At 4.8 million, the nation at the end of August had the most positions available since January 2001, according to the U.S. Bureau of Labor Statistics, which is set to release October employment figures on Friday. Meanwhile, the August hiring rate slipped to 3.3 percent. The biggest gap can be found in low-wage, low-skill jobs. The comparatively high rate of unemployment among less educated workers – 8.4 percent for high-school dropouts compared to 2.9 percent for college graduates – suggests companies are in no real hurry to add personnel.

Politicians and employers are quick to blame a skills deficit. The numbers don’t bear that out. Since 2007, the widening gulf between job openings and hiring has come primarily from the retail, hotel and food service industries, where no more than a high-school diploma is generally needed. And yet those candidates are almost twice as likely to be unemployed as their university-educated counterparts.

Stagnant wages raise further doubts. If employers were really struggling to fill openings, they’d presumably be willing to pay more. And yet adjusted for inflation, high-school grads have actually seen their wages fall over the past decade.

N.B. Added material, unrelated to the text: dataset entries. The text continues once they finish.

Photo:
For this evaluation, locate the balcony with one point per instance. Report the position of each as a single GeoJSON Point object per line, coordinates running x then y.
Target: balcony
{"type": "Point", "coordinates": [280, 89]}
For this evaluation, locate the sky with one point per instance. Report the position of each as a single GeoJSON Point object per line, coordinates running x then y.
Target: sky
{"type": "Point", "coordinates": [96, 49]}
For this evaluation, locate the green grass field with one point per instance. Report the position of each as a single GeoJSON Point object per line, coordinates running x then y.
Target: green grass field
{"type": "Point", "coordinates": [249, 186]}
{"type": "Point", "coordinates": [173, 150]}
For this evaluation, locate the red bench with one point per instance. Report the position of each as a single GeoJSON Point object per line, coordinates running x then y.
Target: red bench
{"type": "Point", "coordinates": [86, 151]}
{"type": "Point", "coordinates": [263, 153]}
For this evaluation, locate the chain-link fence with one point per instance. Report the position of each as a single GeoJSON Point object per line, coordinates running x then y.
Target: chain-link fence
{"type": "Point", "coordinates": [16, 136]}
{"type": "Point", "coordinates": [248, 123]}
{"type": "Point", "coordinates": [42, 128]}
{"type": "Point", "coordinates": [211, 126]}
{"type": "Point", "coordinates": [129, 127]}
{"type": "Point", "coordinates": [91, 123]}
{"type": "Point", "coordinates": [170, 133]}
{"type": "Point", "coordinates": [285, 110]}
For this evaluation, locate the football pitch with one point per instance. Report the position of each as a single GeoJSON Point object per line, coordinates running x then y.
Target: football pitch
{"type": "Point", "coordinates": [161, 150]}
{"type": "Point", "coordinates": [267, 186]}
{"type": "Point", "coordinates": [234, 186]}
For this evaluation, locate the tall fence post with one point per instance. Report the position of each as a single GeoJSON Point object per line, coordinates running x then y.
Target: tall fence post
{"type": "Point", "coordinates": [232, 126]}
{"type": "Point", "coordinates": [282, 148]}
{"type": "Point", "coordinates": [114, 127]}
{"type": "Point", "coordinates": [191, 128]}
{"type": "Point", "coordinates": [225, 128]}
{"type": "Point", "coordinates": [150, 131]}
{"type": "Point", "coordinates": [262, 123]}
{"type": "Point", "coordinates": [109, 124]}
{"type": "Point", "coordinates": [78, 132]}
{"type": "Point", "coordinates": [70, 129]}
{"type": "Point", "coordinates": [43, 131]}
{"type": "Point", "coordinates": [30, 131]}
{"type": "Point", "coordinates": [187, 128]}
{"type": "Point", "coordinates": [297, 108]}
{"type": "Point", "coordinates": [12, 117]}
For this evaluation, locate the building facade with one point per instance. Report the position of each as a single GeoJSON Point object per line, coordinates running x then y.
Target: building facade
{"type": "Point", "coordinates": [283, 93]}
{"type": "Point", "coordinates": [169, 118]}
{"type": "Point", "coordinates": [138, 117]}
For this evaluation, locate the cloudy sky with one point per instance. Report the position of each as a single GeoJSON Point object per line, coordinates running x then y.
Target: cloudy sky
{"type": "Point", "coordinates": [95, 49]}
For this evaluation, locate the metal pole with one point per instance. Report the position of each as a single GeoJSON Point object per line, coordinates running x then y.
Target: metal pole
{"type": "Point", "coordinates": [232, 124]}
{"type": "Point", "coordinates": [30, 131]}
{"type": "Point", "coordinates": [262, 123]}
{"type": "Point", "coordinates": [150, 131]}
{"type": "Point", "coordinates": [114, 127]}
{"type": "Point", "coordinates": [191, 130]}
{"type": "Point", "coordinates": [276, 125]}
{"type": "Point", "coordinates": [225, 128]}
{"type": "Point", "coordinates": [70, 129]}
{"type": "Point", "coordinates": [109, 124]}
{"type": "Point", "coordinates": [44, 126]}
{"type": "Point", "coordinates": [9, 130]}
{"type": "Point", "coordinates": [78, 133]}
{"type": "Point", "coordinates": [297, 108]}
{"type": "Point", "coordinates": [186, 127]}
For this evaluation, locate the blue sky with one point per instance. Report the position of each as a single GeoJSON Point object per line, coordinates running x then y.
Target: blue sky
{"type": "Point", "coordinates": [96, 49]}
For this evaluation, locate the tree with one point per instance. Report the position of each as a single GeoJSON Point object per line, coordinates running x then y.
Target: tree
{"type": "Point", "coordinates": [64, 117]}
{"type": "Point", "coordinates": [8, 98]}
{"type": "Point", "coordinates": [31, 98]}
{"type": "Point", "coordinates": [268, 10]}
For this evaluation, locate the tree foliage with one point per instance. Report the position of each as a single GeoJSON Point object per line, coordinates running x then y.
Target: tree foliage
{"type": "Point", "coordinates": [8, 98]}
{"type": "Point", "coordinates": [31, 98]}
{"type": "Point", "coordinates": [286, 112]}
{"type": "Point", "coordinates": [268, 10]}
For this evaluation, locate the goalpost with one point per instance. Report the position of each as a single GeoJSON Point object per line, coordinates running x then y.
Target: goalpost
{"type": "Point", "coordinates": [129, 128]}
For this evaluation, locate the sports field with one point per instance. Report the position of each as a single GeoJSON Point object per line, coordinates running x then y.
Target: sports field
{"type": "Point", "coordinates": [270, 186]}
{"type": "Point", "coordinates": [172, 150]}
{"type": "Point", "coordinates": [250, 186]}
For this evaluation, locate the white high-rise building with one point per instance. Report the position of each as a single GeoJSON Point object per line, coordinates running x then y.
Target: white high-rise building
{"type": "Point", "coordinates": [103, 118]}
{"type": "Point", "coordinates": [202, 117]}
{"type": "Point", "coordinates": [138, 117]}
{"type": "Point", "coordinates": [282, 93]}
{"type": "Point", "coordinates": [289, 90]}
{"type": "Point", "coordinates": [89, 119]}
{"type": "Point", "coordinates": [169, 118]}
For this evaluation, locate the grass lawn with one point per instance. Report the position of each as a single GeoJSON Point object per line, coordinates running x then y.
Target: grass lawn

What’s more, there’s evidence that an increasing number of university graduates are taking jobs historically reserved for lesser-educated people. A Federal Reserve Bank of New York study found that roughly 44 percent of recent university grads are in a job that does not demand a bachelor’s degree.

If there are so many workers, including overqualified ones, to fill the void, why isn’t there more hiring? Part of the answer probably rests with the mechanics of the process, which have evolved significantly. Advertising a job is now practically free. Under government criteria, even a Craigslist post counts as active recruiting. To be considered open, jobs must be ready to start within 30 days, but that doesn’t mean employers must hire in that timeframe.

Indeed, efforts to grow workforces are well below the levels of a decade ago, according to the Dice-DFH Recruiting Intensity Index. Postings might linger in cyberspace as choosy companies wait for economic conditions to improve or for the perfect candidate to turn up. Unemployment benefits may be perceived to exceed the value of the jobs available. Either way, illusory openings won’t do much to help the economy.